LGBTQ history is safe in the hands of the ONE National Gay & Lesbian Archives!

Hollywood celebrates a rainbow of Golden Globe Awards with Ben Whishaw, Darren Criss, Brad Simpson, Rami Malek, and Graham King!

Chechnya continues its anti-queer purge, homophobic Dutch Christians issue an “unclean” manifesto, Israeli doctors are barred from “curing” same-gender attraction, a U.S. federal judge dresses down Drag Queen Story Hour plaintiffs, a biased Colorado baker adds a trans layer to his cake crimes, and more international LGBTQ news!
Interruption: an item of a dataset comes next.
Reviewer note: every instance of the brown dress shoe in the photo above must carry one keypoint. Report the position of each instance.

Complete Program Summary and NewsWrap Transcript for the week of January 14, 2019

Rainbow Globes & All for ONE!

Program #1,607 distributed 01/14/19

Hosted this week by Lucia Chappelle and produced with Greg Gordon

NewsWrap (full transcript below): There are new reports of a resurgent purge

of gay people in Chechnya 

hundreds of Dutch Christian conservatives – including two lawmakers – sign on to a manifesto calling same-gender love “unclean,” denying transgender identity, and insisting that civil marriage is between one man and one woman

the Israel Medical Association, backed by several related national mental health and pediatric organizations, bans so-called “change therapy,” or referring a

patient to such practitioners

a Texas judge tosses a Christ Followers lawsuit trying to stop a Houston public library’s Drag Queen Story Hour 

devout Colorado Christian cake maker Jack Phillips, who won a narrow Supreme Court decision supporting his faith-based refusal to bake a gay couple’s wedding cake, is back in court, this time for refusing to create a cake for a trans-woman’s transition anniversary celebration

and the Boulder, Colorado Courthouse becomes the third LGBTQ listing in the U.S.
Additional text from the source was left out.